第10章
在國外留學的那段日子,秦明珠有很長一段時間失眠。
他不适應極晝極夜的生活,極晝的時候,時常整宿整宿地睡不着。極致失眠帶來的痛苦,讓他撥通一個電話。
電話那頭的人秒接。
“明珠。”溫藹的聲音通過電波傳到秦明珠所在的大洋彼岸,那剎那他竟沒出息地想要哭,但好歹忍住了,握着鼠标的手無意識點開網站,又關上。
“我這裏是極晝。”
一句話解釋自己撥打電話的目的,如果不是極晝,他才不會主動撥打這個電話。
“睡不着?”
秦明珠小聲地嗯了一聲。
“那我們說說話。”
秦明珠聽到那頭有什麽東西被放下的聲音,像是鋼筆。他立刻問:“你是不是在工作?如果工作的話,我就挂了。”
晏珈玉一向平穩的聲音,少見地透出一分灼急,像密封已久又受颠簸的可樂罐冒出氣泡,“沒有,明珠,我沒有在工作。”

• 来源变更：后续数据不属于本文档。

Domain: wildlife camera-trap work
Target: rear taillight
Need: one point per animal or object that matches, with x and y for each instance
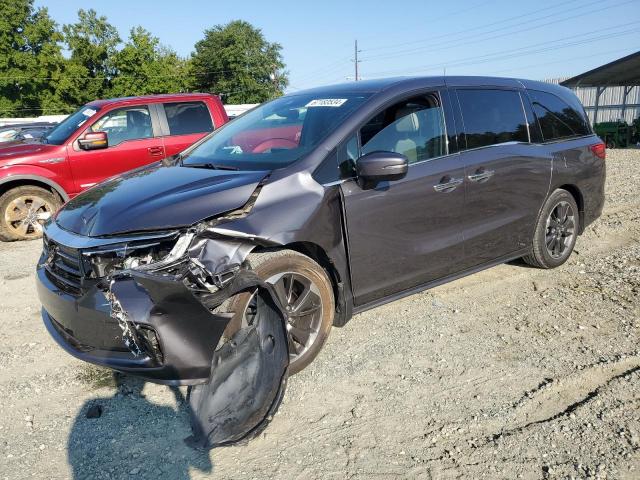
(598, 150)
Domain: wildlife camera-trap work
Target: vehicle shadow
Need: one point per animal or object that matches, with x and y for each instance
(127, 436)
(519, 262)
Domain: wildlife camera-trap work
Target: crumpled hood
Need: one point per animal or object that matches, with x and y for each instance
(23, 151)
(156, 198)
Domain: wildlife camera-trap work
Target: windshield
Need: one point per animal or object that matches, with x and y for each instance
(65, 129)
(275, 134)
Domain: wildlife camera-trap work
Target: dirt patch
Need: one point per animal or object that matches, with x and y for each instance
(510, 373)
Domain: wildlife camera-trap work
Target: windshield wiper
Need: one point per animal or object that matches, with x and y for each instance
(212, 166)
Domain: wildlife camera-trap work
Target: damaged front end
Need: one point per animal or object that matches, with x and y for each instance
(154, 306)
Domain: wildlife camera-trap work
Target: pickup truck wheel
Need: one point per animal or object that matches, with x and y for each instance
(556, 231)
(23, 211)
(304, 290)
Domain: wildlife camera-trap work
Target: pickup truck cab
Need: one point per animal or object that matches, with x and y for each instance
(100, 140)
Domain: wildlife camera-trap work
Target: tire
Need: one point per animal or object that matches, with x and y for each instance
(19, 217)
(556, 233)
(275, 266)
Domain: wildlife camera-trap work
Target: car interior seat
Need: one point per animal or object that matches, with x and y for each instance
(407, 126)
(138, 125)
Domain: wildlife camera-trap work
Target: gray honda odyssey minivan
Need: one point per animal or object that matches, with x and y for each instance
(234, 259)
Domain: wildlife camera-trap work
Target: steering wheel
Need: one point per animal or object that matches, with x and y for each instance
(274, 143)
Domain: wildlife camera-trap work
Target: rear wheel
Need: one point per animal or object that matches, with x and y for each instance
(23, 211)
(556, 231)
(304, 290)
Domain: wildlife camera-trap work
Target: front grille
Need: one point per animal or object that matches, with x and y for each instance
(63, 266)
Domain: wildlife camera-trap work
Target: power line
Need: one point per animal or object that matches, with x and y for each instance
(504, 54)
(468, 40)
(446, 16)
(467, 30)
(116, 76)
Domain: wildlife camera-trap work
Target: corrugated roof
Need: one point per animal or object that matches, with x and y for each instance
(622, 72)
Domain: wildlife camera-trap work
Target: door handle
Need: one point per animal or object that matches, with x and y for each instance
(156, 151)
(481, 175)
(447, 184)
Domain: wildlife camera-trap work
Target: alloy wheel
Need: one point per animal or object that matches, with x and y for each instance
(561, 230)
(300, 297)
(25, 215)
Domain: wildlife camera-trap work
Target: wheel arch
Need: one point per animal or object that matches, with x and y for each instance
(576, 193)
(14, 181)
(319, 255)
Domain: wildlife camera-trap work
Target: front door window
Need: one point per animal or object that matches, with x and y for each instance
(123, 124)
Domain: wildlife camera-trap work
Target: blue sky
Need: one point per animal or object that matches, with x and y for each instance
(538, 40)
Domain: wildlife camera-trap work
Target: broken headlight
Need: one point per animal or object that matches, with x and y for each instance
(138, 254)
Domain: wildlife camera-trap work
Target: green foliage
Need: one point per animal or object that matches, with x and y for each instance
(30, 58)
(233, 60)
(236, 61)
(144, 67)
(93, 43)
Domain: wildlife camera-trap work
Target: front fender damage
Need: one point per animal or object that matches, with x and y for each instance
(247, 371)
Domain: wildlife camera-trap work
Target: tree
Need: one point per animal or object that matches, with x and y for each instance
(144, 67)
(30, 60)
(236, 61)
(93, 42)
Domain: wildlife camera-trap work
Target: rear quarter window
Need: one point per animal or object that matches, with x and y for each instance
(492, 116)
(185, 118)
(557, 118)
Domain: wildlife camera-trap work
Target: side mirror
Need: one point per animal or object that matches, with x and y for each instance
(377, 167)
(93, 141)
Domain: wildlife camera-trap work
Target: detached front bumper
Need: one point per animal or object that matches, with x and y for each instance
(180, 335)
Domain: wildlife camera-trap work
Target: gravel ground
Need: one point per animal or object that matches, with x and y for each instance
(510, 373)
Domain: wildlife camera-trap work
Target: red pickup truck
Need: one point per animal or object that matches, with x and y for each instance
(101, 139)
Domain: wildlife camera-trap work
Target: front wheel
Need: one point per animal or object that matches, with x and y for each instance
(556, 231)
(304, 290)
(23, 211)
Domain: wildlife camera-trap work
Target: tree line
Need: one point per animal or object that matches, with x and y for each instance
(48, 69)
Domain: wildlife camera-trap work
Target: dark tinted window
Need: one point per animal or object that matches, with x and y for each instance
(188, 117)
(557, 118)
(492, 116)
(414, 128)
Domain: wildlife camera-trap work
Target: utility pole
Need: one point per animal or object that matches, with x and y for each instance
(355, 60)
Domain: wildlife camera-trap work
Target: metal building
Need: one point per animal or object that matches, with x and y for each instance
(610, 92)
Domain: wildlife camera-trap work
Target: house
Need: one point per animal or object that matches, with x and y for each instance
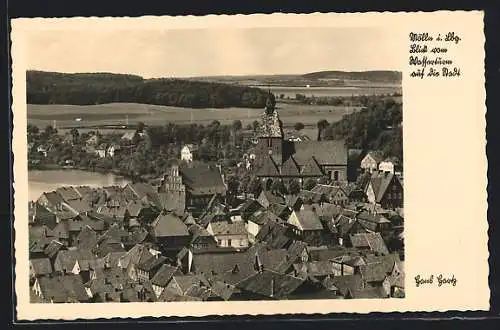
(72, 261)
(162, 277)
(371, 161)
(202, 182)
(259, 219)
(42, 150)
(390, 165)
(112, 149)
(40, 267)
(201, 238)
(41, 216)
(334, 194)
(147, 269)
(307, 225)
(187, 288)
(61, 289)
(284, 159)
(101, 150)
(385, 189)
(267, 198)
(229, 234)
(187, 153)
(170, 232)
(370, 241)
(92, 141)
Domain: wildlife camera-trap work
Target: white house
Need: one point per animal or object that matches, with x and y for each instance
(229, 234)
(187, 153)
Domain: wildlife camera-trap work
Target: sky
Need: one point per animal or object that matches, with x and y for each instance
(213, 51)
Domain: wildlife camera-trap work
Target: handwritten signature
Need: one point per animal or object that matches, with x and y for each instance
(440, 280)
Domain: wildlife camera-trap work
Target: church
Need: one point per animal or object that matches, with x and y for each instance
(287, 160)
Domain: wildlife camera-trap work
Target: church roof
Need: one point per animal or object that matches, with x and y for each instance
(268, 168)
(331, 152)
(290, 168)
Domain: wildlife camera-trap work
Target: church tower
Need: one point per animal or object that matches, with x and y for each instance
(270, 133)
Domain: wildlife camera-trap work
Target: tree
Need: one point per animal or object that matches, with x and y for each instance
(299, 126)
(294, 187)
(322, 124)
(237, 125)
(309, 184)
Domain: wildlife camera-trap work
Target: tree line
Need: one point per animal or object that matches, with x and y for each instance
(99, 88)
(378, 126)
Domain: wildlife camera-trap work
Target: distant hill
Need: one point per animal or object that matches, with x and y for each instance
(100, 88)
(373, 76)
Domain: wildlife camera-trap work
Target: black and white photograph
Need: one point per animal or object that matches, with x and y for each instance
(248, 165)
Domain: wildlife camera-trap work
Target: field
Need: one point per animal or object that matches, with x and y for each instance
(65, 116)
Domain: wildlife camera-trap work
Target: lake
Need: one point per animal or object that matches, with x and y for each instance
(44, 181)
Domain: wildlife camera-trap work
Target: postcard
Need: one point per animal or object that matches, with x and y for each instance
(249, 165)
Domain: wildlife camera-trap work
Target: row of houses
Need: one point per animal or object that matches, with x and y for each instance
(128, 244)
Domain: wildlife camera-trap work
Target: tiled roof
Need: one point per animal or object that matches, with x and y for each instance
(270, 126)
(311, 168)
(271, 284)
(290, 168)
(203, 180)
(40, 266)
(228, 228)
(332, 152)
(151, 263)
(373, 241)
(68, 193)
(166, 225)
(62, 288)
(164, 275)
(136, 255)
(309, 220)
(268, 168)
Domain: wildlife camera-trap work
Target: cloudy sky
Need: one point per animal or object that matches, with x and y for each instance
(213, 51)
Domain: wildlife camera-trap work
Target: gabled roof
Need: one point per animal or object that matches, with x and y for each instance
(308, 220)
(166, 225)
(268, 168)
(373, 241)
(290, 168)
(136, 255)
(331, 152)
(271, 284)
(68, 193)
(380, 181)
(203, 180)
(164, 275)
(221, 228)
(61, 289)
(152, 263)
(40, 266)
(311, 168)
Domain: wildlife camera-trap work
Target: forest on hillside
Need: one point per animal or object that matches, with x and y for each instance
(378, 126)
(100, 88)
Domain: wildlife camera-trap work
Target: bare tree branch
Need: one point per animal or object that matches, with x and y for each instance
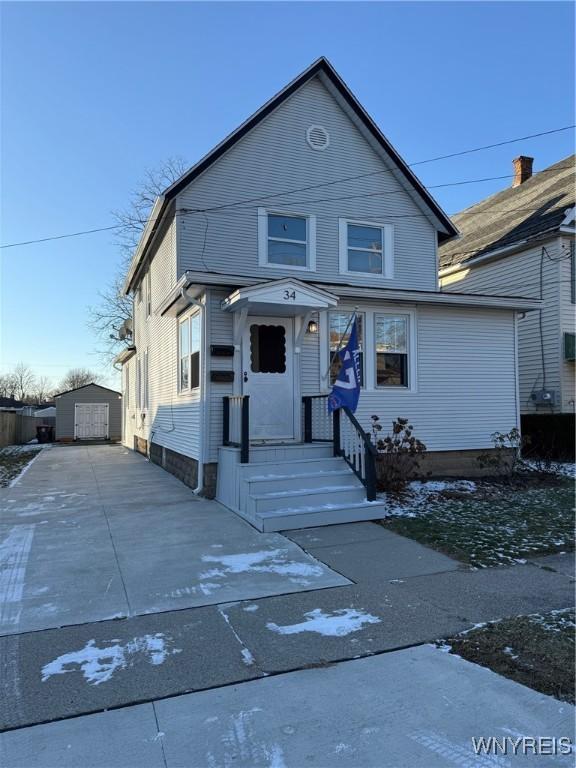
(106, 317)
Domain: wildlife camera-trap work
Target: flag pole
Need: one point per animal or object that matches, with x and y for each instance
(333, 357)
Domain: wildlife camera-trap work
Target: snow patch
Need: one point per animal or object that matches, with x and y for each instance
(14, 553)
(337, 624)
(99, 664)
(271, 561)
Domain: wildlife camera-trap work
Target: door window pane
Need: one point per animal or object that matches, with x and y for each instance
(339, 333)
(267, 349)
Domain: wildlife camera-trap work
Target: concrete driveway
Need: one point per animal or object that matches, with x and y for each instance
(95, 533)
(237, 647)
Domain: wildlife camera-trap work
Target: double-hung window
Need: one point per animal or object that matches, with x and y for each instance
(339, 329)
(286, 240)
(392, 353)
(189, 339)
(366, 248)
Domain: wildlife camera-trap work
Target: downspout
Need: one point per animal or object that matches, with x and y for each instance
(185, 295)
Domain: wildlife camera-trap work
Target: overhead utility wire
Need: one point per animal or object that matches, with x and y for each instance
(324, 184)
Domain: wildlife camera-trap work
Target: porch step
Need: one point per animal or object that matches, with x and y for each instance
(331, 514)
(307, 498)
(296, 467)
(270, 483)
(293, 486)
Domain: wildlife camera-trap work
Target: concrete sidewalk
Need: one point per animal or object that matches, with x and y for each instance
(418, 708)
(121, 587)
(94, 533)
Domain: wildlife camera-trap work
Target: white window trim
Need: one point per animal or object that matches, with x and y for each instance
(185, 318)
(411, 352)
(263, 214)
(370, 312)
(387, 248)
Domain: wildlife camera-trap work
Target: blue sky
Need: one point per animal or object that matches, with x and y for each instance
(95, 93)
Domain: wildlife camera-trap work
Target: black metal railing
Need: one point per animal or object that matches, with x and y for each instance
(348, 438)
(236, 424)
(317, 420)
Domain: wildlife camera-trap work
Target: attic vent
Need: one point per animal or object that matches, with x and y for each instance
(318, 137)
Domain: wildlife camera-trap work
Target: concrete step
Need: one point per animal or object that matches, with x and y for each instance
(292, 519)
(305, 499)
(260, 484)
(295, 467)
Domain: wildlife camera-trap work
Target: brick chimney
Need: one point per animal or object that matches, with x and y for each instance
(522, 169)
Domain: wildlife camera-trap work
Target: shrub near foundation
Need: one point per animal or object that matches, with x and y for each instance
(399, 455)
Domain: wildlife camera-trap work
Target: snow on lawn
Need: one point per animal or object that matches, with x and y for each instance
(15, 460)
(486, 523)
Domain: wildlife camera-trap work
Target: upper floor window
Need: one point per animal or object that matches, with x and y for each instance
(189, 336)
(391, 337)
(366, 248)
(286, 240)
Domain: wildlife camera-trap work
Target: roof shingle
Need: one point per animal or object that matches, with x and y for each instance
(518, 213)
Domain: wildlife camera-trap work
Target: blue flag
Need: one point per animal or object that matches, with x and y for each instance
(346, 389)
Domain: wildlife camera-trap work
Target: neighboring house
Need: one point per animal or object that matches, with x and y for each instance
(90, 412)
(244, 281)
(521, 242)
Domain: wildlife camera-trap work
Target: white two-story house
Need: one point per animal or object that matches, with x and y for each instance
(521, 241)
(244, 282)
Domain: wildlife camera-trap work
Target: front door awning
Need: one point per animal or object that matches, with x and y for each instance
(283, 298)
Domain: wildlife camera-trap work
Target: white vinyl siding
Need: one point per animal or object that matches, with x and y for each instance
(229, 243)
(519, 275)
(172, 420)
(464, 375)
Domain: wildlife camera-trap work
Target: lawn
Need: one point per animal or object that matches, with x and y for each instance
(488, 523)
(13, 460)
(535, 650)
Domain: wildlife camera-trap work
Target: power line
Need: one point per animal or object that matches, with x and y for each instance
(323, 184)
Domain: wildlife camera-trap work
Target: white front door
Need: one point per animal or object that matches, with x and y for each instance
(268, 376)
(91, 421)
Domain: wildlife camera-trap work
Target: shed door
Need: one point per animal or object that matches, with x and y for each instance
(91, 421)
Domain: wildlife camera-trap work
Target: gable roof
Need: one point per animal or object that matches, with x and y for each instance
(91, 384)
(514, 215)
(322, 68)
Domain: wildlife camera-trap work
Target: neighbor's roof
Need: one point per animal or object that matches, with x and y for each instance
(91, 384)
(514, 215)
(324, 69)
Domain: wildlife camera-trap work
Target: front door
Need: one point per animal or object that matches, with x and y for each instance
(268, 377)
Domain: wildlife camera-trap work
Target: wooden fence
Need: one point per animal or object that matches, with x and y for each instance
(17, 429)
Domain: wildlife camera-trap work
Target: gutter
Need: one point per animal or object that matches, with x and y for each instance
(200, 487)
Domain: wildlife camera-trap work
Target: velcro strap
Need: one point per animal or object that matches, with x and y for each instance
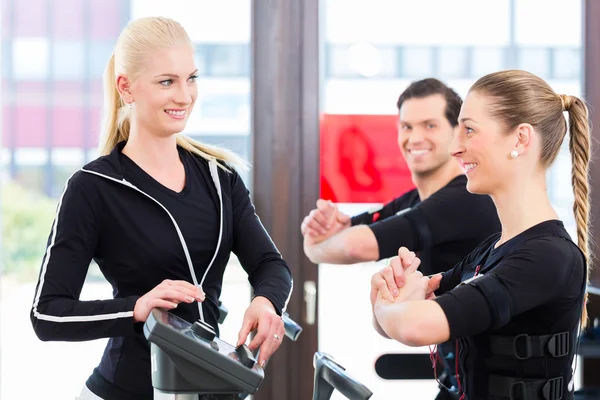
(525, 346)
(522, 389)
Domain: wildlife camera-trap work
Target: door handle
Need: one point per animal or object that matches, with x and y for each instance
(310, 298)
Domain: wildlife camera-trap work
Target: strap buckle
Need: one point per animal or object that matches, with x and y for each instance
(552, 390)
(558, 345)
(527, 346)
(517, 391)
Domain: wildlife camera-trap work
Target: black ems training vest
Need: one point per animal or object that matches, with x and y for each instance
(530, 373)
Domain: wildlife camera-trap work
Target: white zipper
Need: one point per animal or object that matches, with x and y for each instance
(215, 176)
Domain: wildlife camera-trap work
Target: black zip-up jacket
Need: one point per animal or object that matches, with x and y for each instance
(137, 244)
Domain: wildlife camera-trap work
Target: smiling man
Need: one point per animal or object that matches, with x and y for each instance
(439, 219)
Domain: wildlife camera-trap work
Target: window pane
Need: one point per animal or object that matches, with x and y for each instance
(452, 62)
(68, 60)
(567, 63)
(486, 60)
(536, 61)
(54, 54)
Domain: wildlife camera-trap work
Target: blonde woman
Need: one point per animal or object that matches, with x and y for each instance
(160, 214)
(513, 307)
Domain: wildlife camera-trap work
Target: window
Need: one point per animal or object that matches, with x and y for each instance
(68, 60)
(30, 58)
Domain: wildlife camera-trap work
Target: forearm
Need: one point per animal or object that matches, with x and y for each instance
(413, 323)
(75, 320)
(378, 328)
(352, 245)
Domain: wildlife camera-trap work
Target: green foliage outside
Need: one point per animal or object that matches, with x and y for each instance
(26, 221)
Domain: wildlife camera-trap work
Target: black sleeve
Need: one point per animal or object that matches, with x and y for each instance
(57, 312)
(449, 215)
(268, 273)
(537, 272)
(453, 277)
(389, 210)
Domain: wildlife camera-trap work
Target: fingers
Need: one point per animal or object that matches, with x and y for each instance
(247, 327)
(160, 303)
(186, 288)
(434, 283)
(343, 218)
(398, 271)
(262, 333)
(413, 266)
(388, 275)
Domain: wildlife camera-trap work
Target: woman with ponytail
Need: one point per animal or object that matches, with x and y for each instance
(514, 307)
(160, 214)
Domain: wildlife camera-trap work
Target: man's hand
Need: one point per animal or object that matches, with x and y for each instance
(261, 317)
(388, 282)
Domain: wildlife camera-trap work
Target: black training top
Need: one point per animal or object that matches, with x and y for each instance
(532, 284)
(443, 229)
(141, 233)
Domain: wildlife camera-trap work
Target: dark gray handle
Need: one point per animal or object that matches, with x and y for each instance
(292, 329)
(329, 375)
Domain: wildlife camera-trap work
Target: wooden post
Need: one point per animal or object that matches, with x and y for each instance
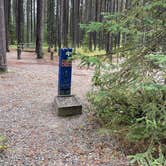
(18, 51)
(52, 53)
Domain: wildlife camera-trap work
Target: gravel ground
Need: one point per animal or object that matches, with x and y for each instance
(36, 135)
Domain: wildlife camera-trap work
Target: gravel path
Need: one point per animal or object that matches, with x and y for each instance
(36, 136)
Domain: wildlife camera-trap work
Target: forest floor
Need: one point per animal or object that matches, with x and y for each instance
(36, 135)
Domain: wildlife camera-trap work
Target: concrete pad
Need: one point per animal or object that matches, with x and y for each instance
(67, 105)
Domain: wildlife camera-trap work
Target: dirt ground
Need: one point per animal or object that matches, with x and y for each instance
(36, 135)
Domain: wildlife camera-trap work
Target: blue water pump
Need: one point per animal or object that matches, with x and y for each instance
(65, 72)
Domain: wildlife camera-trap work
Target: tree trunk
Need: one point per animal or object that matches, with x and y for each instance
(3, 62)
(39, 29)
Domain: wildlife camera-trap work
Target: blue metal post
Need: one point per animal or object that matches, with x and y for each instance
(65, 72)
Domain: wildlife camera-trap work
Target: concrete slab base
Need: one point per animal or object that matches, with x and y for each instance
(67, 105)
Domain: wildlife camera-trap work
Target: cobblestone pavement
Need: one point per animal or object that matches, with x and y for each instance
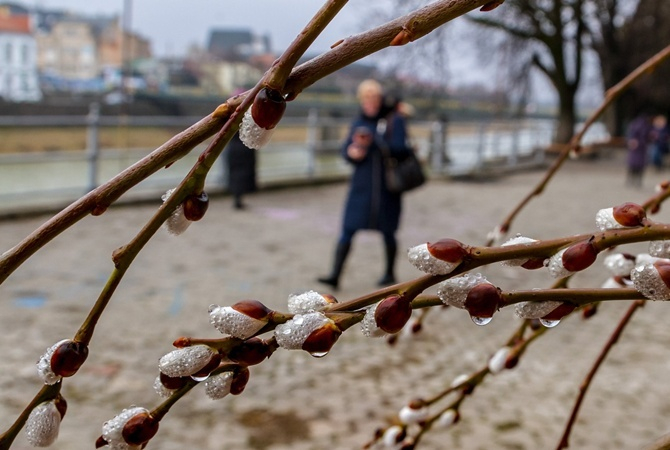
(293, 401)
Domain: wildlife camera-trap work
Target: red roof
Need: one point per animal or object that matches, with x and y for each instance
(15, 24)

秦明珠莫名緊張,他舔了下唇瓣,一時不知道說什麽,最後哦了一聲。等察覺到那頭的晏珈玉要開口說話,他又搶先打斷,“最近同學推薦了一部電影給我看,但我不敢看,你陪我?”
每次當他對一些恐怖血腥電影感興趣,但自己又不敢看的時候,總是會拉着晏珈玉陪他。只要鏡頭開始不對勁的時候,他就會捂住自己的眼睛,然後問晏珈玉恐不恐怖。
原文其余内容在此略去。